A riveting study of what displacement has meant, been and wrought over the past 70 years.
Q: Is the point of photography, serious photography, to find or create memorable images?
That’s a very good question. Some photographers, for example Josef Koudelka, are completely in tune with the larger picture of their life’s work, of what they’re doing, and they understand where they’re trying to get to every time they go out with a camera. Other photographers get close to that ‘state of grace’, as Sergio Larrain called it, only occasionally. When Larrain was working on his book Valparaiso (1963), and photographed that memorable image of two girls going down some steps, mirrored, with their short hair, he wrote that he’d reached this kind of ‘state of grace’. It’s a special kind of knowing, feeling that you have what you’re looking for without really understanding what it is that you’re looking for.

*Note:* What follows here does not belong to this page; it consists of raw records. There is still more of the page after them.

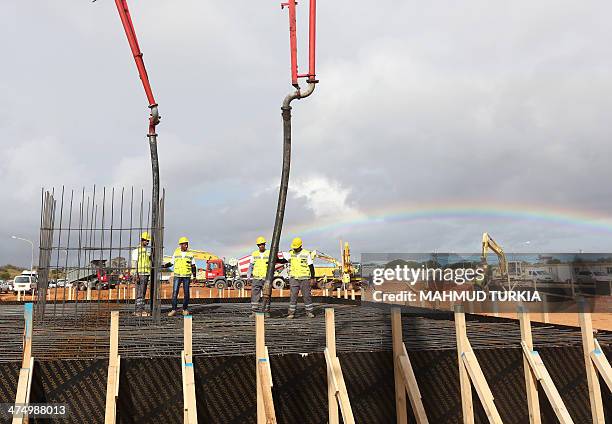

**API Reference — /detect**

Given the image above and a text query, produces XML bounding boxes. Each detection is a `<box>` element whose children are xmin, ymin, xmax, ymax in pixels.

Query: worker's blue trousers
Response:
<box><xmin>172</xmin><ymin>277</ymin><xmax>191</xmax><ymax>311</ymax></box>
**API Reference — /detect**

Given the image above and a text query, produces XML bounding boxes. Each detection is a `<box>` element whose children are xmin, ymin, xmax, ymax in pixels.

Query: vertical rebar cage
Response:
<box><xmin>32</xmin><ymin>186</ymin><xmax>164</xmax><ymax>325</ymax></box>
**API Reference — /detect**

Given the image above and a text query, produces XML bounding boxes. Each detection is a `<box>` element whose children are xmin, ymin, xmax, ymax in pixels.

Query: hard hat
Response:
<box><xmin>291</xmin><ymin>237</ymin><xmax>302</xmax><ymax>249</ymax></box>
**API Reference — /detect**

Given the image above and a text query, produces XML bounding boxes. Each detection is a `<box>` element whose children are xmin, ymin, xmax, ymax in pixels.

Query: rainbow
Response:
<box><xmin>227</xmin><ymin>202</ymin><xmax>612</xmax><ymax>255</ymax></box>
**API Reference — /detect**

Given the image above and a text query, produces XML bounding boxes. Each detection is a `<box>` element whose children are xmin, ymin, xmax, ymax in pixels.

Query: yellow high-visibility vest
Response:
<box><xmin>136</xmin><ymin>246</ymin><xmax>151</xmax><ymax>275</ymax></box>
<box><xmin>172</xmin><ymin>247</ymin><xmax>195</xmax><ymax>277</ymax></box>
<box><xmin>251</xmin><ymin>250</ymin><xmax>270</xmax><ymax>279</ymax></box>
<box><xmin>289</xmin><ymin>249</ymin><xmax>310</xmax><ymax>280</ymax></box>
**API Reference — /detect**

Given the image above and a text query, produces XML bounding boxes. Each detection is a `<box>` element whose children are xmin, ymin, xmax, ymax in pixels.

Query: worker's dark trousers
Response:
<box><xmin>251</xmin><ymin>278</ymin><xmax>264</xmax><ymax>311</ymax></box>
<box><xmin>289</xmin><ymin>278</ymin><xmax>313</xmax><ymax>315</ymax></box>
<box><xmin>136</xmin><ymin>275</ymin><xmax>149</xmax><ymax>311</ymax></box>
<box><xmin>172</xmin><ymin>277</ymin><xmax>191</xmax><ymax>311</ymax></box>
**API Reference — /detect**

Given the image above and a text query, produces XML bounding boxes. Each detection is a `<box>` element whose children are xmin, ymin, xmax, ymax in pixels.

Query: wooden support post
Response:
<box><xmin>454</xmin><ymin>305</ymin><xmax>474</xmax><ymax>424</ymax></box>
<box><xmin>104</xmin><ymin>311</ymin><xmax>121</xmax><ymax>424</ymax></box>
<box><xmin>181</xmin><ymin>315</ymin><xmax>198</xmax><ymax>424</ymax></box>
<box><xmin>325</xmin><ymin>308</ymin><xmax>340</xmax><ymax>424</ymax></box>
<box><xmin>391</xmin><ymin>308</ymin><xmax>429</xmax><ymax>424</ymax></box>
<box><xmin>579</xmin><ymin>301</ymin><xmax>605</xmax><ymax>424</ymax></box>
<box><xmin>518</xmin><ymin>308</ymin><xmax>542</xmax><ymax>424</ymax></box>
<box><xmin>255</xmin><ymin>312</ymin><xmax>276</xmax><ymax>424</ymax></box>
<box><xmin>13</xmin><ymin>303</ymin><xmax>34</xmax><ymax>424</ymax></box>
<box><xmin>591</xmin><ymin>339</ymin><xmax>612</xmax><ymax>392</ymax></box>
<box><xmin>455</xmin><ymin>305</ymin><xmax>502</xmax><ymax>424</ymax></box>
<box><xmin>518</xmin><ymin>309</ymin><xmax>574</xmax><ymax>424</ymax></box>
<box><xmin>324</xmin><ymin>308</ymin><xmax>355</xmax><ymax>424</ymax></box>
<box><xmin>521</xmin><ymin>342</ymin><xmax>574</xmax><ymax>424</ymax></box>
<box><xmin>391</xmin><ymin>308</ymin><xmax>408</xmax><ymax>424</ymax></box>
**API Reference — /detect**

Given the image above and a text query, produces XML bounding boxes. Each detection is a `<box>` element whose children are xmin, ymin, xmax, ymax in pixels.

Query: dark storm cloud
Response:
<box><xmin>0</xmin><ymin>0</ymin><xmax>612</xmax><ymax>263</ymax></box>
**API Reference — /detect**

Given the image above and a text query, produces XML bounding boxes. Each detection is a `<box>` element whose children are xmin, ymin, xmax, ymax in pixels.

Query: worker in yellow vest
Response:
<box><xmin>168</xmin><ymin>237</ymin><xmax>196</xmax><ymax>317</ymax></box>
<box><xmin>283</xmin><ymin>237</ymin><xmax>315</xmax><ymax>319</ymax></box>
<box><xmin>131</xmin><ymin>231</ymin><xmax>151</xmax><ymax>316</ymax></box>
<box><xmin>247</xmin><ymin>236</ymin><xmax>270</xmax><ymax>317</ymax></box>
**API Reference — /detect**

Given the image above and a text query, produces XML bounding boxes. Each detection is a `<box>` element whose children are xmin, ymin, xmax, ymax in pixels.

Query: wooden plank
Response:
<box><xmin>518</xmin><ymin>308</ymin><xmax>542</xmax><ymax>424</ymax></box>
<box><xmin>182</xmin><ymin>315</ymin><xmax>198</xmax><ymax>424</ymax></box>
<box><xmin>183</xmin><ymin>315</ymin><xmax>193</xmax><ymax>358</ymax></box>
<box><xmin>591</xmin><ymin>339</ymin><xmax>612</xmax><ymax>392</ymax></box>
<box><xmin>332</xmin><ymin>357</ymin><xmax>355</xmax><ymax>424</ymax></box>
<box><xmin>266</xmin><ymin>346</ymin><xmax>274</xmax><ymax>387</ymax></box>
<box><xmin>13</xmin><ymin>368</ymin><xmax>30</xmax><ymax>424</ymax></box>
<box><xmin>12</xmin><ymin>303</ymin><xmax>34</xmax><ymax>424</ymax></box>
<box><xmin>391</xmin><ymin>308</ymin><xmax>408</xmax><ymax>424</ymax></box>
<box><xmin>21</xmin><ymin>303</ymin><xmax>34</xmax><ymax>368</ymax></box>
<box><xmin>463</xmin><ymin>350</ymin><xmax>502</xmax><ymax>424</ymax></box>
<box><xmin>104</xmin><ymin>311</ymin><xmax>119</xmax><ymax>424</ymax></box>
<box><xmin>325</xmin><ymin>308</ymin><xmax>340</xmax><ymax>424</ymax></box>
<box><xmin>181</xmin><ymin>350</ymin><xmax>189</xmax><ymax>424</ymax></box>
<box><xmin>578</xmin><ymin>308</ymin><xmax>605</xmax><ymax>424</ymax></box>
<box><xmin>255</xmin><ymin>312</ymin><xmax>266</xmax><ymax>424</ymax></box>
<box><xmin>257</xmin><ymin>361</ymin><xmax>276</xmax><ymax>424</ymax></box>
<box><xmin>398</xmin><ymin>343</ymin><xmax>429</xmax><ymax>424</ymax></box>
<box><xmin>454</xmin><ymin>305</ymin><xmax>474</xmax><ymax>424</ymax></box>
<box><xmin>323</xmin><ymin>348</ymin><xmax>339</xmax><ymax>390</ymax></box>
<box><xmin>521</xmin><ymin>342</ymin><xmax>574</xmax><ymax>424</ymax></box>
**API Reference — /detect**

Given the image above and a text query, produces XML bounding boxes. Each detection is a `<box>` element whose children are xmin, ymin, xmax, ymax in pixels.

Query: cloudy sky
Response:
<box><xmin>0</xmin><ymin>0</ymin><xmax>612</xmax><ymax>264</ymax></box>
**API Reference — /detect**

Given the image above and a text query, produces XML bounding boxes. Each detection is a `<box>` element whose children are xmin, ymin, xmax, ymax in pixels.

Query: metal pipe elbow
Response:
<box><xmin>283</xmin><ymin>82</ymin><xmax>317</xmax><ymax>109</ymax></box>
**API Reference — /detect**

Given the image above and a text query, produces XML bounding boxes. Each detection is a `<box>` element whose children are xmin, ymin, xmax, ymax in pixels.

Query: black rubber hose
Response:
<box><xmin>262</xmin><ymin>82</ymin><xmax>316</xmax><ymax>312</ymax></box>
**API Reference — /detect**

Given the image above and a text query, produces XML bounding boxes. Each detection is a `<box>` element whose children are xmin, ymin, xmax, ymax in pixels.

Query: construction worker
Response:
<box><xmin>247</xmin><ymin>236</ymin><xmax>270</xmax><ymax>317</ymax></box>
<box><xmin>283</xmin><ymin>237</ymin><xmax>315</xmax><ymax>319</ymax></box>
<box><xmin>168</xmin><ymin>237</ymin><xmax>196</xmax><ymax>317</ymax></box>
<box><xmin>132</xmin><ymin>231</ymin><xmax>151</xmax><ymax>316</ymax></box>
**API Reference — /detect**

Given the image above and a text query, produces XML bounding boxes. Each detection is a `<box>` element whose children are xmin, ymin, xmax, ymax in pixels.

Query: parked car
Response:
<box><xmin>13</xmin><ymin>275</ymin><xmax>36</xmax><ymax>293</ymax></box>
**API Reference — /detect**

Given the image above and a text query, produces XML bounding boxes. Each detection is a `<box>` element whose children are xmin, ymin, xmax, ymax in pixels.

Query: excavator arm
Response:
<box><xmin>481</xmin><ymin>233</ymin><xmax>510</xmax><ymax>283</ymax></box>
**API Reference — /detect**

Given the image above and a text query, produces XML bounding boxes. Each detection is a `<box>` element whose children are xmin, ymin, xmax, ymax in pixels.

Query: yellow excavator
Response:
<box><xmin>311</xmin><ymin>242</ymin><xmax>361</xmax><ymax>287</ymax></box>
<box><xmin>481</xmin><ymin>233</ymin><xmax>510</xmax><ymax>287</ymax></box>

To answer your question more precisely, it’s about being in tune with a much larger picture of a life or a life’s work, and that’s what made, say, Van Gogh as a painter so great – his career lasted only 10 years, 11 at the most, but for every moment of that period he was utterly in tune with what he was saying with paint. It’s very hard to manage that as a photographer, though perhaps the discussion about managing it hasn’t been had. People aren’t sure when they hit or miss, or why they hit or miss.
I had a discussion about this recently with [US photographer Alec] Soth who compared it to pop. There’s lots of music being produced, numerous good songs, even by the same artists, but why does everybody go back to, for example, Joan Armatrading’s Love and Affection (1976)? Why does everyone go back to particular pieces of music, even particular lines in a song? There’s a certain sort of transcendence that good art, good literature, has – a capacity to go beyond the ordinary and to become somehow extraordinary, and float meaningfully in the mind. There’s an upwelling of emotion that goes into the creation of good art and good photography, and it’s really the way that upwelling translates onto the flat, two-dimensional space of the picture that people pick up on and feel. It might be a very, very quiet moment, an unprepossessing sort of a photograph; and yet, for that reason, it’s even more forceful.